Labour ministry drops plan to allow firms with up to 300 staff lay off workers, rethinks curbs on unions.
Approaching the last year of its tenure and elections already on top of its mind, the Narendra Modi government has decided to whittle down its ambitious labour reforms agenda. According to sources, a key proposal to allow firms employing up to 300 people — against 100 now — to retrench/lay off workers and/or close down without government approval has been removed from the Industrial Relations Code (IR Code). The labour ministry is also having second thoughts on barring outsiders from becoming office-bearers of trade unions in the organised sector and a few other proposals intended to make unions with negotiating powers more representative, like a stipulation that at lest 10% of workers are needed to form a union. The Centre has developed cold feet on these proposals even as eight states including Madhya Pradesh, Rajasthan and Andhra Pradesh have already implemented all or most of them.
Another major proposal in the IR Code is to introduce fixed-term employment — which was made applicable in the textile and garment industries last year — in all sectors. If these proposals are implemented, job creation will get a fillip as businesses will be encouraged to hire workers for seasonal and other jobs. The code, on which tripartite consultations (trade unions, employers and the government) are over and is in the final stages of drafting, will soon be sent to a group of ministers headed by finance minister Arun Jaitley for consideration. It could be tabled in the budget session of Parliament. The government had introduced in the last session of Lok Sabha the code on wages that proposes a universal minimum wage for the entire working population, including unorganised sector workers.
The wage code will subsume four existing central labour legislations — the Minimum Wages Act, 1948, the Payment of Wages Act, 1936, the Payment of Bonus Act, 1965, and the Equal Remuneration Act, 1976. Another draft code on social security has been posted on the labour ministry’s website for public comments. “Job creation needs a bold state. And, given the growing dissatisfaction around the same, sending the rights signals is crucial. Hence, this roll-back is disappointing and is contrary to the central theme of the present government,” said Rituparna Chakraborty, executive vice-president and co-founder, Teamlease.
Immediately after assuming office, the present dispensation embarked on long-pending labour reforms by proposing to amalgamate 44 existing labour Acts into four codes — on IR, wages, social security and industrial safety and welfare — with the aim of simplifying them and ensuring a conducive and harmonious environment for doing business. However, stiff opposition from trade unions, including the RSS-affiliated Bharatiya Mazdoor Sangh, has slowed the reforms’ pace. Moody’s, which upgraded India’s sovereign rating by a notch to Baa2 from the lowest investment grade ranking of Baa3, has stressed that “a strong and durable recovery of the investment cycle as well as long-delayed land and labour market reforms” could put upward pressure on its India rating. The IR Code will amalgamate the Trade Unions Act, 1926, the Industrial Employment (Standing Orders) Act, 1946, and the Industrial Disputes Act, 1947.

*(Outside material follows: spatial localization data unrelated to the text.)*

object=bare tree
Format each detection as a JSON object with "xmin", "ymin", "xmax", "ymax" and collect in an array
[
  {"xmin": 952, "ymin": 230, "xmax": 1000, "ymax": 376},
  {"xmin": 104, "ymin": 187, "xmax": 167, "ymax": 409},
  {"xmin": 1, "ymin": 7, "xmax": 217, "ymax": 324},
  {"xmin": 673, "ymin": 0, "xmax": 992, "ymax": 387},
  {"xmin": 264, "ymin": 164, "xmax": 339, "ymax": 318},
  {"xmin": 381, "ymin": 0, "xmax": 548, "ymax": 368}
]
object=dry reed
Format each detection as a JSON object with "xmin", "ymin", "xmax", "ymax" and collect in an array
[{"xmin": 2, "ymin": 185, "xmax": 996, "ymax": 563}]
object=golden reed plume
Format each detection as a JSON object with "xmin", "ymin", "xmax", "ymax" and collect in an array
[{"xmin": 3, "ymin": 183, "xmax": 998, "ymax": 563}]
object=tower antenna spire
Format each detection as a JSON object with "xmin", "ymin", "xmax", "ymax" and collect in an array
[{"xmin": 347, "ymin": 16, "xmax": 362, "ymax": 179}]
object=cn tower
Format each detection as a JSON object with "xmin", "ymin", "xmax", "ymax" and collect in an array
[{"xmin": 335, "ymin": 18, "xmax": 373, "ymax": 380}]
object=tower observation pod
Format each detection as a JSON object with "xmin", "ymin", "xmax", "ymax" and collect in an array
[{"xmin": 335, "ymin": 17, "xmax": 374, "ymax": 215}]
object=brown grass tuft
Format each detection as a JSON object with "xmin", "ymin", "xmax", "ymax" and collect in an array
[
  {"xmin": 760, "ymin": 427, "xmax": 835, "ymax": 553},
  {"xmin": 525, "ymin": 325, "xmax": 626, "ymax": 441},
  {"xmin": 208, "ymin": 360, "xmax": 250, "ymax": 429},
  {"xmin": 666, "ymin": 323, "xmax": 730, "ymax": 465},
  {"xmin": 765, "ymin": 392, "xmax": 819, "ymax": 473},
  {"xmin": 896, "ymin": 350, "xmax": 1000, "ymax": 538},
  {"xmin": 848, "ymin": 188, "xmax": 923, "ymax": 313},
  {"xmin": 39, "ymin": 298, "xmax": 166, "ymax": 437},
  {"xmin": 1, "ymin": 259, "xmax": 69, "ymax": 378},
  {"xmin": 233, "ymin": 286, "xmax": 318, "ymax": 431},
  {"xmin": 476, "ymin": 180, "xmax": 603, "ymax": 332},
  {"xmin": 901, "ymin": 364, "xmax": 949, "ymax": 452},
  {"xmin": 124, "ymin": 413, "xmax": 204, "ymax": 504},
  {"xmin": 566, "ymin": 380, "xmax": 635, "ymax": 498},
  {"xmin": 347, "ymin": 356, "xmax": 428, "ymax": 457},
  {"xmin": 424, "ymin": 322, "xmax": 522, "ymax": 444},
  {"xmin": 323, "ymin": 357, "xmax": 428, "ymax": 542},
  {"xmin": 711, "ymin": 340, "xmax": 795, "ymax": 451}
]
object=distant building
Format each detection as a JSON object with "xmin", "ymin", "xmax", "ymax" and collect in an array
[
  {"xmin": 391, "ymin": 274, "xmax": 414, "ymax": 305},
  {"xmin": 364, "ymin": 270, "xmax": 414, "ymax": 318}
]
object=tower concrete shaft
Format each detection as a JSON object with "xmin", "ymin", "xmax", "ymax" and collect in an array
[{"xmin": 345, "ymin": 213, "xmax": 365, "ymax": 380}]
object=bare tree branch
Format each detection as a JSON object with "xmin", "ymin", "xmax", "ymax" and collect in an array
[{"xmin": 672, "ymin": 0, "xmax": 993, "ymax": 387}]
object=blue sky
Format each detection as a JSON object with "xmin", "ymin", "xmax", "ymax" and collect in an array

Under the code, outsiders (read professional politicians) will be barred from being office bearers of trade unions in the organised sector and strikes can be resorted to only after 14 days’ notice. While source said no decision has been taken on the former, the mandatory notice period for strikes is retained in the final draft. The IR Code also proposes to enhance the severance pay from 15 days’ wages for every completed year of service at present to 45 days’ wages.
The Modi government’s labour reforms agenda, in fact, has been holistic. As many steps are regarded as industry-friendly, the proposed codes also seek to enhance the workers’ privileges. The code on wages, for instance, proposes making minimum wage a statutory right and extending it to all employees — currently the relevant Act applies to 51 “scheduled employments” only. In what is expected to reduce the disparity in minimum wages across states, the central government will notify a “national minimum wage” (below which no state can fix its minimum wages) and this will be revised every two years (five years if the dearness allowance becomes part of the minimum wages).